The 1998 team wasn’t untalented or even badly coached. But it was a million miles away from Kenny Dalglish, Alan Hansen and the European Cup.

Being born at a time when cognitive awareness only formed after Liverpool had stopped being successful was tough. There were no reference points — just endless Huckerbys turning up to reinforce your deepest insecurities about the football club you love.

This season could still be many things. Perhaps in its own peculiar way this is what a title race should look like. Three teams grouped together until they approach Becher’s Brook for the final time.

And still, it remains fraught with unconvention given the pace being set by Liverpool, Manchester City and Chelsea.

Manchester City's manager Josep 'Pep' Guardiola shakes hands with Liverpool's manager Jürgen Klopp during the FA Premier League match between Liverpool FC and Manchester City FC at Anfield

While that inevitably breeds a sense of uncertainty both tantalising and traumatic, we remain firmly rooted in December with one fact abundantly clear: this is a season of reference points.

“You keep having to remind yourself that winning 5-0 at Old Trafford and 4-1 at Goodison Park isn’t the norm”, is what I’ve heard since full time on Wednesday.

Perhaps not, but that should make it no less enjoyable.
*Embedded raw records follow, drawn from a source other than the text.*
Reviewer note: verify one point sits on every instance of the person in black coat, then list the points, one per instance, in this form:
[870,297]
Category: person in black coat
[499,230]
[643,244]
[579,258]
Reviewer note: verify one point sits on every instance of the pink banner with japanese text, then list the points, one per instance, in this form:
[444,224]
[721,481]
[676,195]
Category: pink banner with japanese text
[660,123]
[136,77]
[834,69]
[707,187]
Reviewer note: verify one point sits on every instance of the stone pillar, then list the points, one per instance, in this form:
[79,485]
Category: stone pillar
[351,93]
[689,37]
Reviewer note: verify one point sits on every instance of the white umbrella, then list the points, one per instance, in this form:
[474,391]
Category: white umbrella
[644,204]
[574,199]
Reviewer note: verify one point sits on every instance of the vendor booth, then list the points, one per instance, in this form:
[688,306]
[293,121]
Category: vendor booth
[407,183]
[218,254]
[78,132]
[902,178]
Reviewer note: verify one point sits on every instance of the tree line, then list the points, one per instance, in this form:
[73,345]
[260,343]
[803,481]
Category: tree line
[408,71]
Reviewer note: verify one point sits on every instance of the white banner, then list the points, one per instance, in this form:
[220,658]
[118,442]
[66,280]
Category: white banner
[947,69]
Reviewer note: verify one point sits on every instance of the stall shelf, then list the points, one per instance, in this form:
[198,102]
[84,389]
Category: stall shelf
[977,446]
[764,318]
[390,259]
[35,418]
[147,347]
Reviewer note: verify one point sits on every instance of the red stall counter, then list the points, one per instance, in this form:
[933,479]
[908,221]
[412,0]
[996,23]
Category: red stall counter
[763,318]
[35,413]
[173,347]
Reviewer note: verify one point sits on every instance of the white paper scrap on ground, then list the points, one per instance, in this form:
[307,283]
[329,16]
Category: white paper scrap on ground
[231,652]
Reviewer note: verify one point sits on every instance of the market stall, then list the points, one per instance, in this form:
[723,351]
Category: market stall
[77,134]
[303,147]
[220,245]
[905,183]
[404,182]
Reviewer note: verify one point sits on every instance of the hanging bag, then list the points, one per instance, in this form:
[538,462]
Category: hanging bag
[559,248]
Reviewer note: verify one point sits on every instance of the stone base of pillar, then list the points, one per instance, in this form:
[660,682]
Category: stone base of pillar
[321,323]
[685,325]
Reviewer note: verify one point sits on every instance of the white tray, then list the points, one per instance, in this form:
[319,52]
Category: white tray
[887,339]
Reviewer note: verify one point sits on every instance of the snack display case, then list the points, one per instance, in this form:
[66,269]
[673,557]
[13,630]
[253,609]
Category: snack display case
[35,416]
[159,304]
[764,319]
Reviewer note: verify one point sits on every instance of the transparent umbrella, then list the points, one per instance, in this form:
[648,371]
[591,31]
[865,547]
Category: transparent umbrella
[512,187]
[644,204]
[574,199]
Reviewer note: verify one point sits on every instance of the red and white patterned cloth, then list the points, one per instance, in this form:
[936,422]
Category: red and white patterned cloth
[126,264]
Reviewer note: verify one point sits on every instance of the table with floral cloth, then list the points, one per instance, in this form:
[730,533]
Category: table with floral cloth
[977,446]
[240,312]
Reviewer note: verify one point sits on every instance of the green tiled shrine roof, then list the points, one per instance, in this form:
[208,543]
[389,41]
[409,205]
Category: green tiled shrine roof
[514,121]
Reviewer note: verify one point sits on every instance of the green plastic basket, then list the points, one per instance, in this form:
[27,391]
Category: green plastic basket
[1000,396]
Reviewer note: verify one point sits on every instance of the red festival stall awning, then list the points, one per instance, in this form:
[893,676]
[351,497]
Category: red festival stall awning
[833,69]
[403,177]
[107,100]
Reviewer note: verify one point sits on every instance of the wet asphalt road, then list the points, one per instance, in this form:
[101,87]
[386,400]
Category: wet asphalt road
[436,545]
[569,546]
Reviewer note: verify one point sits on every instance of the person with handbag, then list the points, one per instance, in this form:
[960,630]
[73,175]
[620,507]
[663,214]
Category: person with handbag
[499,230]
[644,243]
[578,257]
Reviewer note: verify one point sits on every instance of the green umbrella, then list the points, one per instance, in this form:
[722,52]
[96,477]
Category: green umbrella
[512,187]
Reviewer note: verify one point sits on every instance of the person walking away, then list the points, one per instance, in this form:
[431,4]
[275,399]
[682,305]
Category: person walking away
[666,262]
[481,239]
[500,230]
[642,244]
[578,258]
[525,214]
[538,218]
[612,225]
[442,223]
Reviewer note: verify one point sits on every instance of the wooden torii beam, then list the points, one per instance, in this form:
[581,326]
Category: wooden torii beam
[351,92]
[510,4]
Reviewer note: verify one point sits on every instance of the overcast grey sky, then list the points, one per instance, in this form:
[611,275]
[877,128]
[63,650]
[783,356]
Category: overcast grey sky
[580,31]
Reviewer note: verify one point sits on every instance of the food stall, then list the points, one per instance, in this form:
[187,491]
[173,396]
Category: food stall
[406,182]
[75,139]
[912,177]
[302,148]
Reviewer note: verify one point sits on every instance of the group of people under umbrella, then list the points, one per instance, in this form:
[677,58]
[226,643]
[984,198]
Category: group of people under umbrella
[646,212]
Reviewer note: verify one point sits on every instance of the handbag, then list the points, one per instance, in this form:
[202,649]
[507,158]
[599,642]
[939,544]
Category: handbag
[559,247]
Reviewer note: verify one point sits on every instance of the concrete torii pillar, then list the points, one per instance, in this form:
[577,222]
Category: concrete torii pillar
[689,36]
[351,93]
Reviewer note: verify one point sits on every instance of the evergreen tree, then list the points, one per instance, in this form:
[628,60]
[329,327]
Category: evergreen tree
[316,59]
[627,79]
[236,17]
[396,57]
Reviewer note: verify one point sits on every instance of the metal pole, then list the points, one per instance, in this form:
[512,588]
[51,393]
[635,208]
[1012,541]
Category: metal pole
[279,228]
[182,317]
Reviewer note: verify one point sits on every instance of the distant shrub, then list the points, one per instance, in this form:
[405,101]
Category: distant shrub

Perhaps Wednesday was enjoyable most by the fact Everton knew it was coming more than we did, much like United.

In their cold light of day, the good ones on both sides would probably tell us we don’t know how good this team we have is. How it keeps them up at night.

If you’re a really sound Evertonian, you would probably also admit that Jordan Henderson’s performance was one of the best seen by a visiting player in many years.

Let’s not wait around for that.

While normality continues to be skewed by a complicated existence, we have no choice but to embrace its reality — aware that from a football perspective at least, this won’t last forever, but will be looked back on as a pinnacle of days.

It was interesting that many felt slightly deflated about no dropped points elsewhere on Wednesday night. This could be a byproduct of such victories, that they should mean more than three points.

Liverpool's players look at a smoke bomb on the pitch as Mohamed Salah celebrates after scoring the third goal during the FA Premier League match between Everton FC and Liverpool FC, the 239th Merseyside Derby, at Goodison Park

This will be Jurgen Klopp and Liverpool’s greatest challenge — to ensure focus doesn’t dissolve into the thought that this is too easy and they’re only half a football team, compared to the boys in Red.

It was noticeable that a slight lapse from one or two players on Wednesday for a short period let Everton back into a game they only ever had participation status in.

The margins are incredibly high, but these are the standards we must expect because this team has set them.

It should mean more, it should equal trophy success, but that’s not how this works. They have to be this good because of the other two. We’re not the losers in this game.

In 10 years’ time this team and club could be anywhere. This era will be written and its legacy enshrined.

This time, these goals, those results will all be held up as the very best it could get, especially when it comes to who is on the receiving end.

Liverpool, Liverpool, taking the piss.